Short-term care for children and permanent homes for the mentally disabled have replaced at most church institutions the residential child care with which many adults from broken homes grew up, Geitner pointed out.

Similar programs are in place at the Baptist facility in Salem.

Rodgerson retires from Baptist board

The Rev. Dr. Philip Rodgerson, who has often led workshops on church development and growth in Western Virginia, has retired from the staff of the Virginia Southern Baptist General Board staff in Richmond. Most recently Rodgerson has been director of the Division of Mission Ministrieswhich started a language program.

Notables decry Baha'is persecution by Iran

Three former secretaries of state joined 46 other prominent Americans in sponsoring an ad in the New York Times this week decrying Iranian persecution of Baha'is.

The Islamic republic has maintained a consistent pattern of persecution of Baha'is, who are considered heretics.

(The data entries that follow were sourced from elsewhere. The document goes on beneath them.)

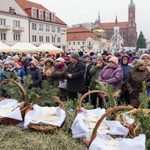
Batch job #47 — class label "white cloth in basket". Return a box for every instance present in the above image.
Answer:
[0,99,23,121]
[89,134,146,150]
[24,105,66,128]
[71,108,129,139]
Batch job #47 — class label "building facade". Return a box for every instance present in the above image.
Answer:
[0,0,29,46]
[74,0,137,47]
[67,27,108,52]
[16,0,67,50]
[0,0,67,50]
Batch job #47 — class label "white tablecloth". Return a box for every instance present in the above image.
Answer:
[24,105,66,128]
[0,99,23,121]
[71,108,129,139]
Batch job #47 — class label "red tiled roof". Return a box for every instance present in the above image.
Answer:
[67,27,91,33]
[67,27,98,41]
[101,22,128,30]
[16,0,66,25]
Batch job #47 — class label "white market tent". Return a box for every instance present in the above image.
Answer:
[11,42,37,52]
[0,41,11,52]
[37,44,63,53]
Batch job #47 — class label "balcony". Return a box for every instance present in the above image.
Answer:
[13,27,24,32]
[0,25,10,31]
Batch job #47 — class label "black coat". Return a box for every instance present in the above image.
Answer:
[28,68,42,88]
[65,62,85,92]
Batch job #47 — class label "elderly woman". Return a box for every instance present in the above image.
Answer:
[126,60,150,108]
[89,58,104,109]
[43,58,55,85]
[53,57,67,100]
[141,54,150,97]
[99,56,123,90]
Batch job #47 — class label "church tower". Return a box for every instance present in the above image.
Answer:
[128,0,137,47]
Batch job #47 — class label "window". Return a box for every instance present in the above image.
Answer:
[0,32,6,41]
[32,35,36,42]
[52,36,56,43]
[0,18,6,25]
[57,37,61,43]
[13,20,20,28]
[46,36,50,43]
[45,12,50,21]
[39,36,43,42]
[46,25,50,32]
[39,24,43,31]
[52,26,55,32]
[51,12,56,22]
[14,33,20,41]
[39,10,43,19]
[57,27,60,33]
[32,23,36,30]
[32,8,37,18]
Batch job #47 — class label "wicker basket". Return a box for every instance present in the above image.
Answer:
[76,90,116,113]
[116,108,150,138]
[26,96,65,132]
[83,106,133,147]
[0,79,29,125]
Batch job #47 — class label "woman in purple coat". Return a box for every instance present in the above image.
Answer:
[99,56,123,90]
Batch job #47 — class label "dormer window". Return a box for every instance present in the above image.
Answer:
[51,12,56,22]
[45,11,50,21]
[32,8,37,18]
[39,9,44,19]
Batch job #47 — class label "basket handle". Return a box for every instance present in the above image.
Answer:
[88,106,134,147]
[77,90,108,113]
[0,79,29,103]
[51,96,65,110]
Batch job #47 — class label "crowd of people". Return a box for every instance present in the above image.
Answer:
[0,51,150,108]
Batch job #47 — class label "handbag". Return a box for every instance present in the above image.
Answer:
[58,79,67,89]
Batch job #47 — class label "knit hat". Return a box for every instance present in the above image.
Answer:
[55,57,65,62]
[135,59,144,67]
[30,61,37,67]
[4,60,9,65]
[109,56,118,65]
[141,53,150,59]
[83,54,90,58]
[71,53,79,60]
[91,55,98,59]
[9,61,16,67]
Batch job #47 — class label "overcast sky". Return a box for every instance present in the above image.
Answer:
[30,0,150,41]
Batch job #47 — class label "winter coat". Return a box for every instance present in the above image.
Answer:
[126,68,150,99]
[17,68,25,84]
[23,58,32,75]
[53,63,67,87]
[0,68,4,81]
[65,62,85,92]
[28,67,42,88]
[89,65,102,90]
[99,65,123,89]
[121,65,132,81]
[43,58,54,85]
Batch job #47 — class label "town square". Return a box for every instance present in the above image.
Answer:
[0,0,150,150]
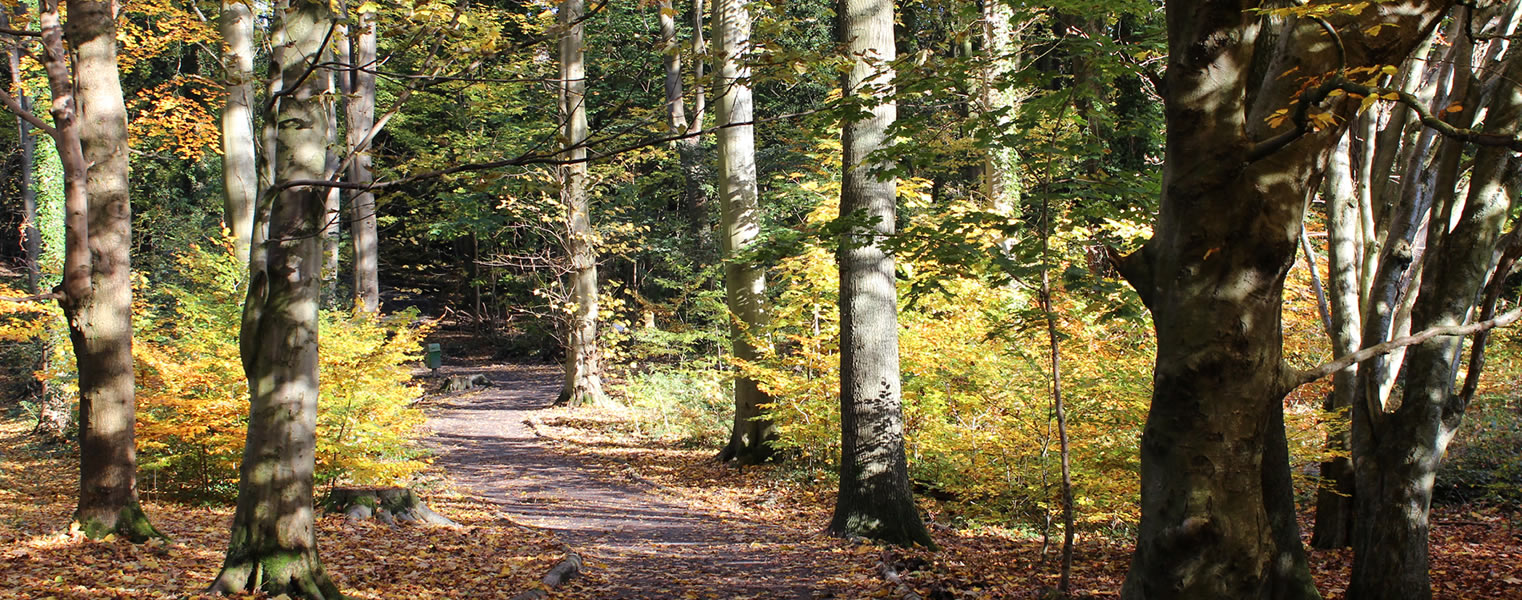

Baha'is - followers of a prophet named Baha'u'llah - are denied employment and education, may be imprisoned and tortured with no provocation, and may even be denied burial permits for their dead.

Signers included such people as Zbigniew Brzezinski, Coretta Scott King and Elie Wiesel.

Southern Baptists ban women-led churches

The annual meeting of Southern Baptists in California this month voted to exclude participants from churches that ordain or hire women pastors.

In a 213 to 204 vote, representatives - called messengers - overruled their credentials committee and excluded the group from 19th Avenue Baptist Church of San Francisco.

Critics said the church's choice of a woman pastor was "unscriptural" and that to accept the messengers would cast a negative reflection on all Southern Baptist churches in the state.

After the vote, at least two messengers from other churches turned in their credentials in protest.

Food banks to get 60,000 blankets

Church World Service, an ecumenical relief agency, is distributing 60,000 blankets to Virginia food banks this month and next.

The program is in response to a request from the Virginia Council of Churches.

The first delivery will be to Roanoke, which will get 20,000 blankets to be given to the needy. Blankets also will go to Richmond, Harrisonburg/Staunton and Norfolk.

In 1992, Church World Service said, 66,000 people were housed in the state's 90 emergency shelters. About 36,000 were turned away because of lack of space.